Les réflexions qu’elle y développe ont constitué l’élément déclencheur du dispositif imaginé et mis en œuvre par la comédienne et metteure en scène Sophie Robin.
Que produit aujourd’hui le fait de donner à des auteures, une somme d’argent et la liberté économique de consacrer un temps à l’écriture, ainsi qu’une ville à arpenter pour contempler, méditer et en faire littérature ?
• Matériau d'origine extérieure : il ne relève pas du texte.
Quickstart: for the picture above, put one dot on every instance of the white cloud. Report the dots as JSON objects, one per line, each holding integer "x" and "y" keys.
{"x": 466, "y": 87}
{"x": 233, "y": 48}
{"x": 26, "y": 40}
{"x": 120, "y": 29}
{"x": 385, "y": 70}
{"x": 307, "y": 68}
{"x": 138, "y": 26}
Il a été offert successivement à trois écrivaines, Michèle Lesbre, Juliette Mézenc et Dominique Sigaud de vivre cette expérience :
Et puisqu’il était question d’un dispositif, Sophie Robin a imaginé de créer des « contraintes » particulières à leur séjour : habiter une même chambre pendant une semaine, la Maison Fredon rue Porte-de-la-Monnaie, et se laisser guider dans les mêmes conditions au fil de quatre déambulations singulières dans la ville de Bordeaux.
Il leur a été également demandé, à la fin de leur semaine, de rencontrer des lectrices et des lecteurs à la bibliothèque de Bordeaux-Mériadeck pour témoigner de leur séjour dans la ville.
Ces rencontres étaient animées par la quatrième auteure, Sophie Poirier, bordelaise coutumière de l’écriture de balades dans la ville et complice de Sophie Robin dans l’élaboration des déambulations proposées.